Right, but there exists software that would be robust to noise, e.g. ...neural networks. I'm curious if not-quiet-perfect adders might be beneficial in some cases.
Analog addition is actually really easy if you can tolerate noise and heat and can convert to/from representing the signal as an analog current. Using Kirchhoff's Current Law, addition of N currents from current sources is achieved by joining those N wires to a shared exit wire which contains the summed current.
There is valid use case for when designers simply need "fuzzy logic" or "fuzzy math" which doesn't need exact results, but which can tolerate inaccurate results.
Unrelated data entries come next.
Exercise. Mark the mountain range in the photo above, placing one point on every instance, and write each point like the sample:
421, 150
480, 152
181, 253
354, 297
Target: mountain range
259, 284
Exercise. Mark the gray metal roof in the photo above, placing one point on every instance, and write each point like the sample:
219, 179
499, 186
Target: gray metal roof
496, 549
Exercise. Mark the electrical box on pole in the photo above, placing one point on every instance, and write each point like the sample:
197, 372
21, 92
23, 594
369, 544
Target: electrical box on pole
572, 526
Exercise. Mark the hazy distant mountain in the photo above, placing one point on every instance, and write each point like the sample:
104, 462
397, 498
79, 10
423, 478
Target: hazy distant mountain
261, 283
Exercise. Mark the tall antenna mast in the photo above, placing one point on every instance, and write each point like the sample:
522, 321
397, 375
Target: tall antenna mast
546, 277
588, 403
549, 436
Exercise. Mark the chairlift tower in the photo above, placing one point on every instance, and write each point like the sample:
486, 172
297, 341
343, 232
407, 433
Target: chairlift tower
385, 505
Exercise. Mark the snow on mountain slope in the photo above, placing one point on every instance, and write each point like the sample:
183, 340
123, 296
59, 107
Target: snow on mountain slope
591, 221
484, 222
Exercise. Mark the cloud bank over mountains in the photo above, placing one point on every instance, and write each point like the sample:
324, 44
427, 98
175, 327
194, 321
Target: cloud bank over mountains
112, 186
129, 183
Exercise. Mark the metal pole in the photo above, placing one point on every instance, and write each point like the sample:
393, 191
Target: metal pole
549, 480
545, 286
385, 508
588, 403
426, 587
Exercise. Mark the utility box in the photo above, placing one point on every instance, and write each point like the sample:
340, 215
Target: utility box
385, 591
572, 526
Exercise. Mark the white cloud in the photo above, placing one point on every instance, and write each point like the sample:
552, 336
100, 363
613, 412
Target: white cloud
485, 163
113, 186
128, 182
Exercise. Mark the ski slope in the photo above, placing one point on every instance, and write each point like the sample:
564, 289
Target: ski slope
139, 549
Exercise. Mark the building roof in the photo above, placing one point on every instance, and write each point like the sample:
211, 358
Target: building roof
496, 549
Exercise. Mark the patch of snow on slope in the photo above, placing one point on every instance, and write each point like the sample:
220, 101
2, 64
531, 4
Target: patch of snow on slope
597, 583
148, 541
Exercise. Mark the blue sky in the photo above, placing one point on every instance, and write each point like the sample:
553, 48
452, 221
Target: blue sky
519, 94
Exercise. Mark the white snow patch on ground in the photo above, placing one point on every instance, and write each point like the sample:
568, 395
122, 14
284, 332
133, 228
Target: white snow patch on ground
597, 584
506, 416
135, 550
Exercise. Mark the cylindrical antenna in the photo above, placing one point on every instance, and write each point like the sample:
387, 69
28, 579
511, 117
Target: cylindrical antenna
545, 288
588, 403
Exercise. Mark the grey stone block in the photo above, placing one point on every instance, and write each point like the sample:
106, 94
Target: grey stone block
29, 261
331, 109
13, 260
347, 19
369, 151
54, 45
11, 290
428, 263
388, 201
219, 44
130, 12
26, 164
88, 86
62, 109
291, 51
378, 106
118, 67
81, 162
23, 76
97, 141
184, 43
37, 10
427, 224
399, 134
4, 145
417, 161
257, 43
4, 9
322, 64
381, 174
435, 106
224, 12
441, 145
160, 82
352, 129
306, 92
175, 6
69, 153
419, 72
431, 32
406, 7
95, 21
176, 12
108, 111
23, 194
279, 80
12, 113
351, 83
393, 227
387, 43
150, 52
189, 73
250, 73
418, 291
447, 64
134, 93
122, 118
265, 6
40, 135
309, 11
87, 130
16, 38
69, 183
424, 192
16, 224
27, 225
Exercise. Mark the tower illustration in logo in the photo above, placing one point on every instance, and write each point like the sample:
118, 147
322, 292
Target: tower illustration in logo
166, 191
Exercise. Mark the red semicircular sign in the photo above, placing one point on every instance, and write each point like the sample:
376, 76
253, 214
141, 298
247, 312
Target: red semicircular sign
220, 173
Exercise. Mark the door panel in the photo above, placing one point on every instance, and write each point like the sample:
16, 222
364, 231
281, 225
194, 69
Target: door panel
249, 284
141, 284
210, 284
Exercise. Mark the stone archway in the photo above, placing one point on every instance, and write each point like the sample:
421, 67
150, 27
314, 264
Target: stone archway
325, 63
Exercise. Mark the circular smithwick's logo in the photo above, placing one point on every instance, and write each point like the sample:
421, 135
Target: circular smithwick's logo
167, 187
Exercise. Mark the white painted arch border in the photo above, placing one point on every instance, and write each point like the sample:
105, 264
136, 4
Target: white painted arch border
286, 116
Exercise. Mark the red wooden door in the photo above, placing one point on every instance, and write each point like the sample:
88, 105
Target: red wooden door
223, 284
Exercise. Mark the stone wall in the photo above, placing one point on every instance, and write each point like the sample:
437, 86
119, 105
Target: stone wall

If using fuzzy hardware saves resources (time, energy, die space, etc.) then it might be a valid tradeoff to use inaccurate fuzzy hardware instead of exact hardware.
For instance instead of evaluating an exponential function in digital logic, it might be quicker and more energy-efficient to just evaluate it using a diode as an analog voltage, if the value is available as an analog voltage and if some noise is tolerable, as done with analog computers.
These stories remind me of a story from Discover Magazine https://www.discovermagazine.com/technology/evolving-a-consc...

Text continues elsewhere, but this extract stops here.